In certain circumstances like the above examples it’s better to use an AS IS contract that let’s you out of the deal for any reason regarding the inspection or you can use a right to inspect right to cancel addendum.
Link to a good home inspection article. Ocala Star Banner article on home inspections
I constantly get buyers looking for newer homes. The market crashed here in 2007. This is the Great Recession. There has been very little building here since the crash. Why you ask? Resales are priced below what it costs to build new. So far below that builders can’t compete. Land has gone down in price but no new large scale planned communities have been started since 07. Building materials aren’t much cheaper. Most sub contractors have gone bankrupt or cut back to much smaller companies. A couple of retirement communities that were started before 07 are building but not much else. New home building won’t get going again until prices go up. It’s just a matter of economics.
I get people who want to make a quick pit stop and check out a house or 2 on their way to a cruise ship or Disney. I assume this is unique to Florida but I think it’s a waste of time. A cross country move is a big deal and requires extensive planning. I know I moved all the way to Ocala from the western mountains of Maine. You shouldn’t even bother looking at houses in a city you’ve never been to. You should pick the city fiirst. Then look for few communities in that city. Finally you look at houses.

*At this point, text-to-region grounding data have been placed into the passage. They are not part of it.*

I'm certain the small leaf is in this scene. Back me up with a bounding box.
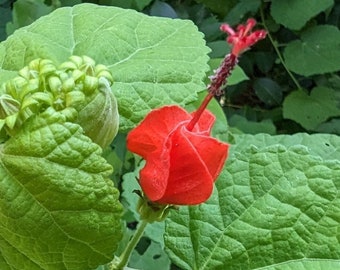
[0,109,123,269]
[284,25,340,76]
[150,0,177,18]
[253,77,282,106]
[270,0,333,30]
[283,87,340,130]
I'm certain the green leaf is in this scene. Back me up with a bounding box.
[207,41,230,58]
[150,0,177,18]
[206,58,248,86]
[0,6,11,42]
[253,77,282,106]
[165,144,340,270]
[270,0,333,30]
[99,0,153,11]
[0,109,123,270]
[0,3,210,131]
[195,0,238,17]
[283,87,340,130]
[283,25,340,76]
[257,258,340,270]
[224,0,261,25]
[315,118,340,135]
[6,0,54,36]
[231,132,340,161]
[228,114,276,135]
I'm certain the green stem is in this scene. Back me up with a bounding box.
[259,2,302,90]
[111,220,148,270]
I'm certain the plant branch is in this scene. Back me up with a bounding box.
[259,2,302,90]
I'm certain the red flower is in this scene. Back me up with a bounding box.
[220,18,267,56]
[127,105,229,205]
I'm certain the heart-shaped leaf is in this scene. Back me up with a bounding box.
[283,25,340,76]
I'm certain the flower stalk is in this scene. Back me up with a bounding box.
[186,53,238,131]
[110,220,148,270]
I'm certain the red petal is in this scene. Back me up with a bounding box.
[183,129,229,180]
[156,125,214,205]
[127,106,190,158]
[127,106,192,201]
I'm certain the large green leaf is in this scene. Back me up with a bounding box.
[283,25,340,76]
[231,132,340,161]
[258,259,340,270]
[283,87,340,130]
[0,109,123,270]
[0,3,210,131]
[270,0,333,30]
[165,143,340,269]
[99,0,153,11]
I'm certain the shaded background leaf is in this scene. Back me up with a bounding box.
[283,25,340,76]
[253,77,282,107]
[270,0,333,30]
[283,87,340,130]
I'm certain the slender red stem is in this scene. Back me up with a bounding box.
[186,93,214,131]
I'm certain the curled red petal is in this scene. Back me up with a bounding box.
[127,106,190,157]
[127,106,191,201]
[156,125,214,205]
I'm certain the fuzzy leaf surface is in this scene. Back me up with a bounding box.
[165,140,340,269]
[231,132,340,161]
[0,110,123,270]
[0,3,210,131]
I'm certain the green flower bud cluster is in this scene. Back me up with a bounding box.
[0,56,119,147]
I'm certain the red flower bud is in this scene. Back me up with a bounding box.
[127,105,229,205]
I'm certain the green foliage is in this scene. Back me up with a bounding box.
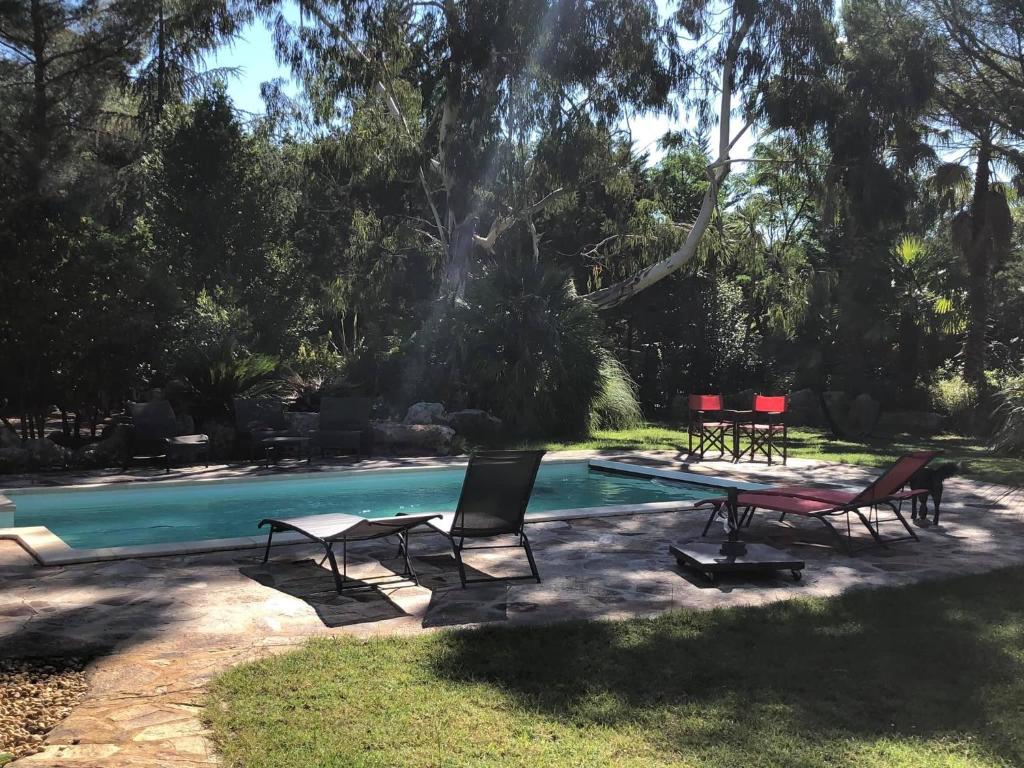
[993,369,1024,455]
[589,356,644,432]
[930,372,979,433]
[181,344,282,424]
[416,259,605,438]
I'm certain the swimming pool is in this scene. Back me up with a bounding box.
[1,459,763,564]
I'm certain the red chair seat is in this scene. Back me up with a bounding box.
[739,422,785,432]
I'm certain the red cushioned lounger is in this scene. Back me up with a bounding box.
[696,451,937,553]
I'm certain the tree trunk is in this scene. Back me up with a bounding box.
[156,0,166,117]
[29,0,49,194]
[582,14,752,310]
[963,141,992,392]
[441,217,478,299]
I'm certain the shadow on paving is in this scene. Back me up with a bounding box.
[414,554,511,628]
[428,567,1024,765]
[239,558,408,628]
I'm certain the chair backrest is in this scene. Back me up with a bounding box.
[689,394,723,413]
[852,451,938,504]
[319,397,372,430]
[130,400,178,440]
[233,397,287,431]
[451,450,546,538]
[753,394,787,414]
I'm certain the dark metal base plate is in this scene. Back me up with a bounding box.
[670,542,805,582]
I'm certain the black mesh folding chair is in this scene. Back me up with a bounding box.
[315,397,372,456]
[128,401,209,472]
[427,450,546,587]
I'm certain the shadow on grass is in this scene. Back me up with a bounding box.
[429,568,1024,765]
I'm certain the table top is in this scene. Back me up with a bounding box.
[260,435,310,445]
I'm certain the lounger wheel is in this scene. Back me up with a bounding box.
[791,569,802,582]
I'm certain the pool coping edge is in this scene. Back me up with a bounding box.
[1,458,767,565]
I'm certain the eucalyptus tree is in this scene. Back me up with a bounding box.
[259,0,675,299]
[582,0,838,309]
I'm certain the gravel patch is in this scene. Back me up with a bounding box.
[0,658,88,764]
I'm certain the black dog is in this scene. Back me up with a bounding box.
[909,462,960,525]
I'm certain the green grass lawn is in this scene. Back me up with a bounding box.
[207,566,1024,767]
[523,424,1023,487]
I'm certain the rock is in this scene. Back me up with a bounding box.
[786,388,825,427]
[23,438,68,468]
[445,409,503,441]
[372,421,455,454]
[878,410,945,434]
[403,402,447,425]
[284,411,319,437]
[820,390,851,430]
[71,426,132,468]
[848,393,881,436]
[0,427,20,449]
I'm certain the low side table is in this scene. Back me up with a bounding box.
[261,436,311,467]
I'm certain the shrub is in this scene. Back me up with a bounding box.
[590,356,644,431]
[993,369,1024,455]
[181,343,283,423]
[929,373,979,433]
[414,259,605,437]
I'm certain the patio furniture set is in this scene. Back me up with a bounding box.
[125,396,373,472]
[260,448,941,593]
[688,393,788,464]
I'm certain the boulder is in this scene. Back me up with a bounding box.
[24,438,69,468]
[284,411,319,437]
[786,388,825,427]
[878,410,946,434]
[445,409,503,441]
[403,402,447,425]
[820,390,850,428]
[71,425,132,468]
[372,421,455,454]
[848,393,881,436]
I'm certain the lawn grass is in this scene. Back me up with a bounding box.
[207,566,1024,767]
[522,424,1024,487]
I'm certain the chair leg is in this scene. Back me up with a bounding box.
[521,531,541,583]
[399,533,421,584]
[887,502,919,541]
[262,529,274,562]
[701,504,721,536]
[450,538,468,587]
[323,543,345,593]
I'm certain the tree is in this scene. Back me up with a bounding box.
[582,0,839,309]
[915,0,1024,390]
[260,0,674,299]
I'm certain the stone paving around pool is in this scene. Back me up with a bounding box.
[0,451,1022,766]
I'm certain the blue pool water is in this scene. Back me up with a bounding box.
[7,462,711,549]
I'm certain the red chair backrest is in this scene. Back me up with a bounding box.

I spend about 95% of my time as a buyers agent here in Ocala. One question that comes up is “what should I offer?”. I suggest that a buyer look at comparable sales to come up with an offer. A good comparable would meet the following criteria.
same sub division
sold in the last 90 days
within 1 mile of subject property
+/- 10% of the sq ft of living area
same # of beds, baths and size garage
+/- 5 years in age, 10 years if home is over 10 years old
same construction type
All this above can be used by a buyer to come up with an offer on a home or it can be used by a seller to find a proper list price. In the end it doesn’t matter what a buyer or seller thinks a house is worth. What matters is the price that similar homes have sold for in the past 90 days. Sellers should keep in mind that in order for a buyer to get a loan a bank will send out an appraiser who will use very similar criteria for an appraisal.